Ultimately this is what we all say we want. We want our guys to play hard and play with freedom, without having to slow down to think. But I would submit we don’t always coach them that way. Getting them to trust their habits in a game is the goal, but to do that you have to be conscious about how you coach them.

What it comes down to for me is giving up control. When you first become a head coach you want to control everything. You have to change the culture, you have to get them used to your way of doing things, you have to set the tone. It’s natural when you become a head coach. The longer I’ve done it, the more I realized my team is so much better off when I give control to them.

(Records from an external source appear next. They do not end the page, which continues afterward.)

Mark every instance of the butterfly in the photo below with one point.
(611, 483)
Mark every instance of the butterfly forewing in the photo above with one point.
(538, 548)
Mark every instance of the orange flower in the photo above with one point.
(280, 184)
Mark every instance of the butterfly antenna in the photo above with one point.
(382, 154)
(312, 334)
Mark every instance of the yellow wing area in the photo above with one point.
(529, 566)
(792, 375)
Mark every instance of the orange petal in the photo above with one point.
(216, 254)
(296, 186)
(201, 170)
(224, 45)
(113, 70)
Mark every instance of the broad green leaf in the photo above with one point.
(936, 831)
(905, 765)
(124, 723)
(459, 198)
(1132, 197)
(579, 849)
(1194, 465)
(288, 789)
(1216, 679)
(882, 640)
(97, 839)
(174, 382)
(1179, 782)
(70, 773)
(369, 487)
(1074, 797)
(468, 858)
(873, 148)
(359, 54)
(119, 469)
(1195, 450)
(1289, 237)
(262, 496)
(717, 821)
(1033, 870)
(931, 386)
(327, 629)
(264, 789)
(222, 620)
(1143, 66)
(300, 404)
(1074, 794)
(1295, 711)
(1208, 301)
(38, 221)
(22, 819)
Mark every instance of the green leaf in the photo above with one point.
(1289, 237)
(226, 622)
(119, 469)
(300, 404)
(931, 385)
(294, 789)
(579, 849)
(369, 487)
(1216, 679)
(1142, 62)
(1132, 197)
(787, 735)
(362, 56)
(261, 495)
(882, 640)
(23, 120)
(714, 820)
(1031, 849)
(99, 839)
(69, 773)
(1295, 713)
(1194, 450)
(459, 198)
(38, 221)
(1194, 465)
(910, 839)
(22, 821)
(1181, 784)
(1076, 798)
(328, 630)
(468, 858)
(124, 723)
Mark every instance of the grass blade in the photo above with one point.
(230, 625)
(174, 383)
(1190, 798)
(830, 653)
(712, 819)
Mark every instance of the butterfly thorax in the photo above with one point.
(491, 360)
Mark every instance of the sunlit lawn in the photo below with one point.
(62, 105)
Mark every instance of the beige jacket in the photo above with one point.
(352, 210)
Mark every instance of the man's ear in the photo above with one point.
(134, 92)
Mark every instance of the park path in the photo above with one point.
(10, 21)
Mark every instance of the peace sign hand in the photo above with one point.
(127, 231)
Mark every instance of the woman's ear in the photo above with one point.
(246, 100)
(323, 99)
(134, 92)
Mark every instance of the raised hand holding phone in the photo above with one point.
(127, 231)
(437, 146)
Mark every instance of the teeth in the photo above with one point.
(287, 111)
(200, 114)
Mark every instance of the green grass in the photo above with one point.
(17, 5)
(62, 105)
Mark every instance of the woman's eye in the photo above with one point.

The military uses a term that I’ve always used with my teams – “In command, without control.” That’s what I want. When my team takes the court I want to be in command – to me, meaning that our overall approach and philosophy is evident, based on our training – but without control. I don’t want to be controlling them in games, I want to to train them in practice to be able to make the right plays in games.

To do this, I have to do two things in practice – I have to give up control, and I have to ask a lot of questions. Giving up control is about letting them make mistakes. Allowing them to play through them. Not correcting them every time something is done wrong. Sure, it’s not an easy balance to find. But it’s crucial if you want your kids to play without thinking as Jay Wright talks about. So let your guys turn the ball over a few times without blowing the whistle and blasting them. Allow them to take a bad shot without stopping the play and telling everyone you don’t like it. Tell them to get it back on defense. Let them play, let them make mistakes, and let them keep playing. There’s plenty of time to coach them when the play stops or the drill is over.

The next thing to do is ask them questions. Don’t give them the answer, ask them what they saw. Get them talking about what happened. Get them to think about the play they made in practice, so they can process what they saw and why they made the play they made. Allow the entire team to hear how they saw the play, and create an environment where they aren’t afraid to speak up. Asking questions will help them process the information themselves, and understand the game better. This will allow them to play without thinking when the pressure of the game hits.

“In command, without control.” It’s a great place to get to with your team. But if you really want your guys not to think out there, you have to make a conscious effort to coach them that way.